Understanding Judo and studying it is one of the most important things when you’re a beginner. Judo is a difficult art and the more knowledge you have, the easier it gets. Not only does it have it’s own language like the ones below but each of these terms are a movement and/or technique:
- Ippon-Seoi-Nage: single arm shoulder throw
- Jigotai: defensive posture
- Jushin: center of gravity
So, when people come up to me and ask if they should start Judo I just make sure to let them know it will be an intense learning curve they are up against.

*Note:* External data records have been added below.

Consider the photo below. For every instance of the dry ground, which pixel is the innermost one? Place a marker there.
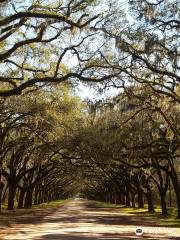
(82, 220)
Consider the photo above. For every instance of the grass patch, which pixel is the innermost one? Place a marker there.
(169, 220)
(37, 211)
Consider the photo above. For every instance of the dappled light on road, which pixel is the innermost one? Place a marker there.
(77, 220)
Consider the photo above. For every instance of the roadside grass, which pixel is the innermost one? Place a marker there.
(170, 220)
(37, 211)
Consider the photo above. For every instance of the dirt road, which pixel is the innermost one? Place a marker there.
(81, 220)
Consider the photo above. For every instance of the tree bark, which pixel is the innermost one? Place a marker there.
(11, 195)
(21, 198)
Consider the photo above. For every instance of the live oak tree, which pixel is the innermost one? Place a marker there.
(50, 41)
(34, 140)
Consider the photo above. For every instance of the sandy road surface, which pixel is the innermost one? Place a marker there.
(80, 220)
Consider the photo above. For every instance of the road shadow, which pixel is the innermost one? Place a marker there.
(101, 236)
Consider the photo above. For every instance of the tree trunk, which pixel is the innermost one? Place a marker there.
(1, 190)
(176, 186)
(163, 203)
(11, 195)
(128, 203)
(28, 198)
(133, 200)
(21, 198)
(140, 198)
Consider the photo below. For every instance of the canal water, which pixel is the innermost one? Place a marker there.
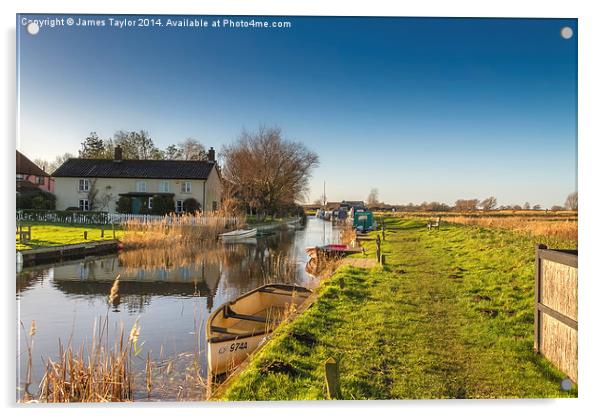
(169, 293)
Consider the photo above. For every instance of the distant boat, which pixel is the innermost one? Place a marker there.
(238, 234)
(332, 250)
(237, 328)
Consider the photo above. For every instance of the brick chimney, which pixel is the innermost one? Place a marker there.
(118, 153)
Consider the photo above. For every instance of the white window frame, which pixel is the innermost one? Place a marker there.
(139, 186)
(83, 185)
(186, 187)
(84, 205)
(164, 186)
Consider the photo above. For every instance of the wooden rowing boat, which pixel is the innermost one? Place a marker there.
(238, 234)
(237, 328)
(332, 250)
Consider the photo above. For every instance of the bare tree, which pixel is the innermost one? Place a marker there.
(466, 204)
(266, 171)
(372, 197)
(488, 203)
(192, 149)
(571, 202)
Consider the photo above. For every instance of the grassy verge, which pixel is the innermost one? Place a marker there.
(449, 316)
(51, 234)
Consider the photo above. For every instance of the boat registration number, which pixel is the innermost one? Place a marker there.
(235, 346)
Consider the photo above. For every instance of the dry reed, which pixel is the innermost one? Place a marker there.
(564, 229)
(178, 229)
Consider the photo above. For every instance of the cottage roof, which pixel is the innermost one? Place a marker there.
(147, 169)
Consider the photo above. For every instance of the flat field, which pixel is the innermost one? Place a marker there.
(53, 234)
(450, 315)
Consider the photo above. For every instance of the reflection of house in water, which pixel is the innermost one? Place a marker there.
(137, 285)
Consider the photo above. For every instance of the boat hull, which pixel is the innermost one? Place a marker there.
(236, 329)
(225, 356)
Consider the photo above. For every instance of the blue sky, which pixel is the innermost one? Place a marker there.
(422, 109)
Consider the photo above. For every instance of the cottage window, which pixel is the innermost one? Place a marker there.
(140, 186)
(179, 205)
(84, 205)
(186, 187)
(84, 185)
(164, 186)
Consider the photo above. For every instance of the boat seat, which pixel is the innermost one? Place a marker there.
(229, 313)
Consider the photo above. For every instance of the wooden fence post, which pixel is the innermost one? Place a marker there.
(537, 325)
(333, 386)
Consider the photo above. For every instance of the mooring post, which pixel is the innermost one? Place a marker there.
(333, 386)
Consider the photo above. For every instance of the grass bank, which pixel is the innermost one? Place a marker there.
(449, 316)
(52, 234)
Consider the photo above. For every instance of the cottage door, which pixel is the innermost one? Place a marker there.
(136, 205)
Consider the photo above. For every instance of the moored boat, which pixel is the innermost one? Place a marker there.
(237, 328)
(239, 234)
(332, 250)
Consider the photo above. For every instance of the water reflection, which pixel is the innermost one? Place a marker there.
(171, 291)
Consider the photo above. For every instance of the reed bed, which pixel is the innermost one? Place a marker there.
(566, 229)
(177, 230)
(182, 255)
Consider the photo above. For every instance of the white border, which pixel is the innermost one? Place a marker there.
(590, 114)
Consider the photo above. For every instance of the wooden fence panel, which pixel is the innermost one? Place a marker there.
(556, 324)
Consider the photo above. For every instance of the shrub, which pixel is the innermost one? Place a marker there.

However, what most people fear when starting Judo is their fitness level. You just have to keep in mind that the best training for Judo, is Judo. What a gym workout will do is help you be in the right shape and take the most out of your Judo sessions. Ask for training assistance or research yourself to find out what exercises and machines you will benefit the most and what will increase your strength and endurance. Usually, Judo newbies don’t require a complex workout, so the treadmill, steppers and weights is more than enough.
So, before even starting to worry about your fitness level and workout, here are some key elements you should master.
Judo Gi – Most likely you will be able to get a judo gi from your instructor when you start. However, if you don’t then there are several places online that you can go to to get high quality judo gi.
Belt – Learning how to tie your belt shouldn’t take more than a few minutes a day. You can study upon this from different books or YouTube videos. It may seem like something superficial, but your Sensei (instructor) will surely let you know how important it actually is.
Ukemi – This is crucial to learn. Most judo injuries are because of the person was resisting when being thrown. Not being to perform a break fall will only make you scared and stiff.
Keep a journal – Write the highlights of each session and then get in the habit of re-reading them. This will help you remember and keep the techniques fresh in your mind.
Technique – At first keep focusing on techniques rather than using strength. This helps improve your judo skills faster.
Looking at the feet – This may be the most common mistake judo beginners make. The basic principle of judo is not to see what your opponent is doing, but rather feeling it. So you’ll have to learn to look at your opponents’ chest. That allows keeping your posture and also seeing his arms moves.
And also remember that there is no age requirement for Judo. You may be the youngest or the oldest one at the dojo, your chances of being the greatest are equal.